It wasn’t Steve Jobs and Apple that invented the hugely popular and profitable iPhone.
It was the federal government, House Minority Leader Nancy Pelosi insists.
“Anybody here have a smartphone?” Pelosi asked attendees at a hearing on the Democratic National Convention platform. “In this smartphone, almost everything came from federal investments in research… They say Steve Jobs did a good idea designing it and putting it together. Federal research invented it.”
She said government research invented GPS and developed special alloys used in the iPhone.
Because Pelosi is a government employee with a poor understanding of the private sector, she fails to comprehend that minus capitalism there would not be an iPhone or computer technology.
“The profit motive becomes a much stronger force for a company once much of the basic and applied research has been completed and, at that point, it becomes a much better idea to let the private sector take over and create a product that consumers want to purchase. You don’t want the government manufacturing iPhones because that’s not government’s business,” write Gene Quinn and Steve Brachmann.
“The fact that the government invested in basic science doesn’t mean that all follow-on innovation that utilizes the discoveries was built and paid for by the government. Such an argument is completely disingenuous.”
Communism Produces Nothing
Consider the former Soviet Union. The communists depended on the West for innovation. In addition to producing knock-offs of US military hardware—most notably the Boeing B-29 Superfortress reversed engineered in the Soviet Tu-4—the communists copied the designs of cameras, automobiles, computers (beginning with a copy of the ZX Spectrum by Sinclair Research Ltd.), and video games.
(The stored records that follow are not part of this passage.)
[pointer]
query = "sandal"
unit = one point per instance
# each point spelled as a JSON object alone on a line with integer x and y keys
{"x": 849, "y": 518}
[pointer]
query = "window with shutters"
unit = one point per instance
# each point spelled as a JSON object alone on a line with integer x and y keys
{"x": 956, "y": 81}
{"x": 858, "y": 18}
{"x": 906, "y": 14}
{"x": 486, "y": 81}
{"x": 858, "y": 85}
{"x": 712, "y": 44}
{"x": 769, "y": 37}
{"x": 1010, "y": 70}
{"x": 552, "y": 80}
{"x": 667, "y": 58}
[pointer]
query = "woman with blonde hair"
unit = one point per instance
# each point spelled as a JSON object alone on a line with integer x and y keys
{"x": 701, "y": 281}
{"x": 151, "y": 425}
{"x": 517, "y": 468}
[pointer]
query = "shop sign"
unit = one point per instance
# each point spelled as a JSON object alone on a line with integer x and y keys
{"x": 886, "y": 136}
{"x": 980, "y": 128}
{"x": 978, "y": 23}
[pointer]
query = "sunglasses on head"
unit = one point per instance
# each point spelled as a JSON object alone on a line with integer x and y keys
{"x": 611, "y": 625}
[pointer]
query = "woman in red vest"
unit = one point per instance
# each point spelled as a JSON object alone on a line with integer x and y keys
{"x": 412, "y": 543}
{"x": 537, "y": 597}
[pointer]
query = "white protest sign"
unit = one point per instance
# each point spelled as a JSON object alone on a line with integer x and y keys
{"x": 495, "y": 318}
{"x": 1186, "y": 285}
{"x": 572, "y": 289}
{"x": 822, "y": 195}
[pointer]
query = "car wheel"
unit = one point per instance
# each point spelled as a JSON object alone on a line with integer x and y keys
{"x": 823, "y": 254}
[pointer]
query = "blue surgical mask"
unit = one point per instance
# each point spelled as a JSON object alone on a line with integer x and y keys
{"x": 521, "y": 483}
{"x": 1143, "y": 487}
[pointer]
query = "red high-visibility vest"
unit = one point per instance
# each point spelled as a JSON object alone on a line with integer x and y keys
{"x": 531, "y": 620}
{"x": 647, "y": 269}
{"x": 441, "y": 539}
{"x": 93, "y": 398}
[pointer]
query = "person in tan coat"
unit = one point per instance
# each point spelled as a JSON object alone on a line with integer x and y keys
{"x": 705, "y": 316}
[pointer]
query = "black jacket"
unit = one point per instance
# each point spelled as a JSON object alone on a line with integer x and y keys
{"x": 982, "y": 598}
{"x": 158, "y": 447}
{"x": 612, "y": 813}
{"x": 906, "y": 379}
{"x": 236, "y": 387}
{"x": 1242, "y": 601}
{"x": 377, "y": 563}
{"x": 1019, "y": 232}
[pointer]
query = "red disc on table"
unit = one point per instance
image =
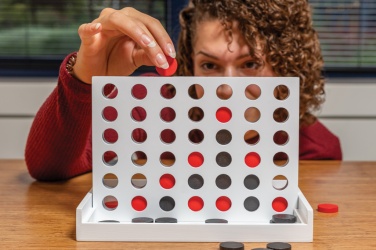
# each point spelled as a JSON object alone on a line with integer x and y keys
{"x": 327, "y": 208}
{"x": 173, "y": 65}
{"x": 195, "y": 159}
{"x": 195, "y": 203}
{"x": 139, "y": 203}
{"x": 223, "y": 114}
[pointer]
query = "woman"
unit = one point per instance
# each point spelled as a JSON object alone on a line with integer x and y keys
{"x": 218, "y": 38}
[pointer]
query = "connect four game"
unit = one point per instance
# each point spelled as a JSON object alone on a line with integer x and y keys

The Soviets even appropriated western cultural icons (for instance, Winnie to Poo) for their cinema productions.
Economist and historian Antony Sutton documents how the United States played a major role in developing the Soviet Union’s technological and manufacturing base. Sutton argues that US taxpayer funded assistance to the Soviet Union was used during the Cold War to “generate multibillion-dollar armaments contracts” beneficial to defense industry corporations.